Members of Reddit’s gaming community are engaged in an intense debate about how to end karma whoring — the controversial practice of mimicking popular posts on the site, especially images, to gain easy Reddit karma, the site’s internal scoring mechanism.
The top 22 posts in the forum over the past week were either image or video posts.
“Who wants to reduce the flagrant karma-whoring and make /r/gaming a better place?” asked AttackingHobo in the title of the post. Reddit, by design, uses a voting system to determine top posts, so doesn’t this just mean images are more popular?
Not necessarily.
The problem, forum users and mods agreed, is that images take no time to appreciate — see a mildly amusing image, press upvote, and move on. Browser plugins like Reddit Enhancement Suite will even allow you to view all the images on a single page at one time, making the scanning and relatively mindless voting easier.

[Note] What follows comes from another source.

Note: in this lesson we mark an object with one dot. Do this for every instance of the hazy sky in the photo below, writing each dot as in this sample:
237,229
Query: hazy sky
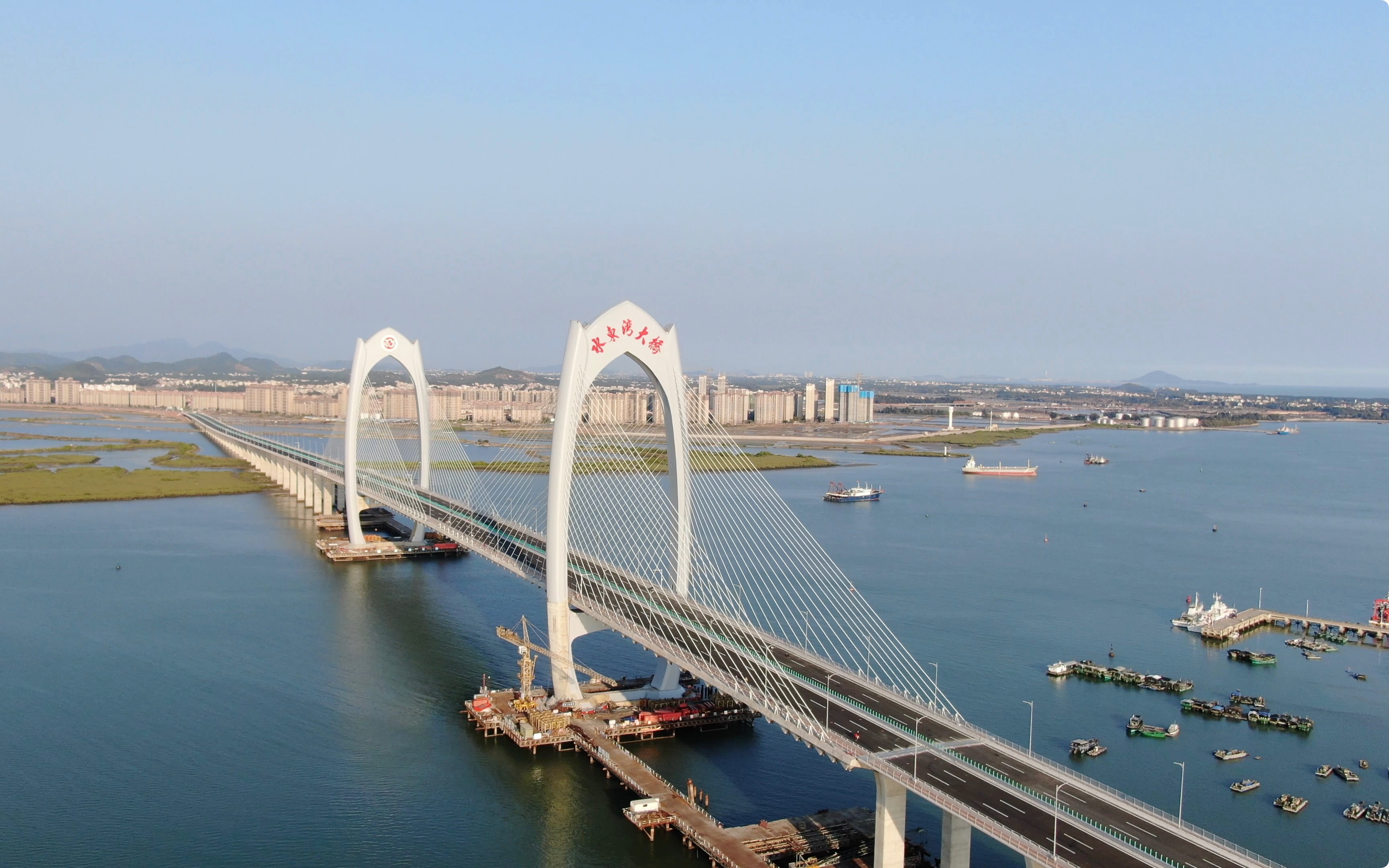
1084,189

An article with substance, on the other hand, requires at least a minute or two, and usually includes an excursion to an external site.
Karma whoring shows how inappropriate the title for Reddit’s scoring mechanism really is — there’s no metaphysical consequence for doing things that many users agree is detrimental to the site.
Instead, you get your points, and keep them, too.
But in the discussion that followed the post, which went up last night, little consensus was reached.
The idea AttackingHobo proposed came from redditor mizike, and that would be to force all image submissions to be links in a text post, rather than direct links to the images. This would create an extra step in viewing the images and hopefully decrease the instant “kind of like, upvote” response.
But another mod, Deimorz, worried that a policy like this would lead to far too much interference: a kind of slippery slope, where karma whoring posts simply move from images to video to Twitter links.
“Moderators shouldn’t be judging the quality of posts, just whether they’re appropriate or not,” Deimorz wrote.
The only solution with any broad appeal? Go to the subreddits.
“While I appreciate the difficulty a site like reddit has promoting more in depth content over shallow content,” wrote FatalXception, in an opinion that many shared, at least in part. “I come to /gaming for quick and varied entertainment. When I want more specific news, or not to see certain things, I go to a sub-reddit, or use reddit mods.”
Many pointed out that there are already subreddits for this: Gamernews and Truegaming. These may be smaller, but that’s kind of the point: Less readers means less karma whoring.
So for the time-being, nothing on the Gaming section will change. Like just about every major subreddit on the site, images and videos will continue to dominate the front page, while in-depth articles and discussions will continue to move to smaller and more specific subreddits.
By this morning AttackingHobo’s post was already buried deep off the front page.
But if it’s any consolation, the top three posts were links to articles.